Unlocking iPhone’s Potential for Mobile Health
Apple is well known for its obsessive desire to create a clean and simple user experience. It’s one of many reasons why the company has been so successful. Apple’s controls make an incredibly complex device simple and easy to use. Apple removes the worry for the user. For example, the iPhone carefully restricts third party app functionality to protect users from a poor experience. That makes sense. In order to have a great user experience, we have to make these tradeoffs.

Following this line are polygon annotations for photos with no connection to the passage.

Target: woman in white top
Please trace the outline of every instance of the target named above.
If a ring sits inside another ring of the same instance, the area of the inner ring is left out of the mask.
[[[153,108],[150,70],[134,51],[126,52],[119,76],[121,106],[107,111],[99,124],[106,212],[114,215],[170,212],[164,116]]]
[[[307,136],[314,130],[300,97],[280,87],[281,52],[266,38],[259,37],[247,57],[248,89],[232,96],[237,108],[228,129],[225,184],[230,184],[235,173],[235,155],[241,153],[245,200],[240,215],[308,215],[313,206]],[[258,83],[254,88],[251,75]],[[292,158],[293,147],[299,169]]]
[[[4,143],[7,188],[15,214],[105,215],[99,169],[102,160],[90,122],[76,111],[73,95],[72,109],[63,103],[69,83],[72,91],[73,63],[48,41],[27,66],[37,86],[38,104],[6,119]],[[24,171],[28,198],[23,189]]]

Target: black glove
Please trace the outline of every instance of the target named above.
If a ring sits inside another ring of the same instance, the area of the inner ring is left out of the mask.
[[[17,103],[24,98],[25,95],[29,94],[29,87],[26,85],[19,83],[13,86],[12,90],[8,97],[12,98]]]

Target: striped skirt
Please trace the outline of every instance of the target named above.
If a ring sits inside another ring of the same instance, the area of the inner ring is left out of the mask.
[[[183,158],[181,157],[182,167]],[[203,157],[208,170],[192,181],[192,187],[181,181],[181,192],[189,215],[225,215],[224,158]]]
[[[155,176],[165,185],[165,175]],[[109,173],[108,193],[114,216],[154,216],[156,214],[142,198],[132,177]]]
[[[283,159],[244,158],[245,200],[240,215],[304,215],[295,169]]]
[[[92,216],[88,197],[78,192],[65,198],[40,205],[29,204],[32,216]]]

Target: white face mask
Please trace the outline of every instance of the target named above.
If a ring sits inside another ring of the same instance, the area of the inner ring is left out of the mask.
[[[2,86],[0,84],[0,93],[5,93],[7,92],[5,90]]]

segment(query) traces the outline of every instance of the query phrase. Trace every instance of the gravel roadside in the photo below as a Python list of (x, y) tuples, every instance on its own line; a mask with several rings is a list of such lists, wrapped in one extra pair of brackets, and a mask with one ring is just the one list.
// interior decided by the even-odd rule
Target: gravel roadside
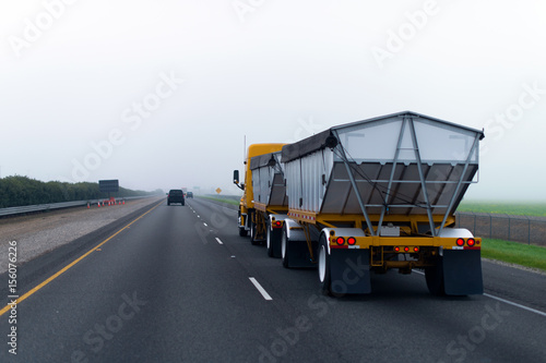
[(8, 270), (11, 241), (16, 241), (16, 265), (20, 266), (163, 198), (131, 199), (126, 201), (124, 205), (94, 206), (90, 209), (78, 207), (1, 219), (0, 274)]

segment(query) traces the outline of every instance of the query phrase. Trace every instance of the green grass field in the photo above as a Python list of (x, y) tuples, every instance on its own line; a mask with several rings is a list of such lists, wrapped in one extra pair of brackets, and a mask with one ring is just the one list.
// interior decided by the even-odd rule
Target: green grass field
[(495, 202), (473, 202), (463, 201), (458, 211), (494, 213), (517, 216), (546, 217), (546, 203), (495, 203)]
[(546, 247), (503, 240), (484, 239), (482, 257), (546, 271)]

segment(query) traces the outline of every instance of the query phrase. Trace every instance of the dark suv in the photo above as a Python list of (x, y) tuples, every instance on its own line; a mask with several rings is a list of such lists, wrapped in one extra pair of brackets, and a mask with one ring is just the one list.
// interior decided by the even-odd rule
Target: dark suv
[(168, 194), (167, 194), (167, 205), (170, 205), (170, 203), (180, 203), (181, 205), (185, 205), (183, 203), (183, 192), (179, 189), (171, 189)]

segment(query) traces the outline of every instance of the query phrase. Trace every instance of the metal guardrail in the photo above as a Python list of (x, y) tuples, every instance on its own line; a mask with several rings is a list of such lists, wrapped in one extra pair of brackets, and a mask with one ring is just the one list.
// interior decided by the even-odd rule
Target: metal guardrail
[(456, 227), (476, 237), (546, 246), (546, 217), (458, 211)]
[[(155, 195), (128, 196), (128, 197), (116, 198), (116, 201), (139, 199), (139, 198), (152, 197), (152, 196), (155, 196)], [(103, 199), (91, 199), (91, 201), (73, 201), (73, 202), (36, 204), (36, 205), (25, 205), (25, 206), (20, 206), (20, 207), (0, 208), (0, 217), (15, 216), (15, 215), (22, 215), (22, 214), (34, 213), (34, 211), (45, 211), (45, 210), (52, 210), (52, 209), (80, 207), (80, 206), (87, 205), (87, 203), (90, 205), (96, 205), (96, 204), (98, 204), (98, 202), (104, 202), (104, 201), (107, 201), (107, 199), (103, 198)]]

For developers, this is frustrating. One of the most frustrating Apple controls for us is the limited support for background processes or multitasking. While an iPhone user is actively using one app (foreground app), other apps are performing tasks in the background. To avoid slower processing speed or unnecessary battery drain, Apple restricts the tasks an app can perform in the background. For example, Apple prohibits apps to capture data from embedded motion sensors while in the background. That essentially prevents passive, all-day physical activity tracking on the iPhone and limits other use cases like passive posture detection, indoor localization, etc.
I think there is hope that developers will eventually have background access to motion sensors on the iPhone. Despite Apple’s battery life and processing speed concerns, these are grey area decisions. If there is enough value for the user (e.g. music apps playing in background, navigation apps accessing GPS, etc.), Apple has relinquished some control. Let’s hope Apple sees the value in mobile health applications and opens up the motion sensors for background processing.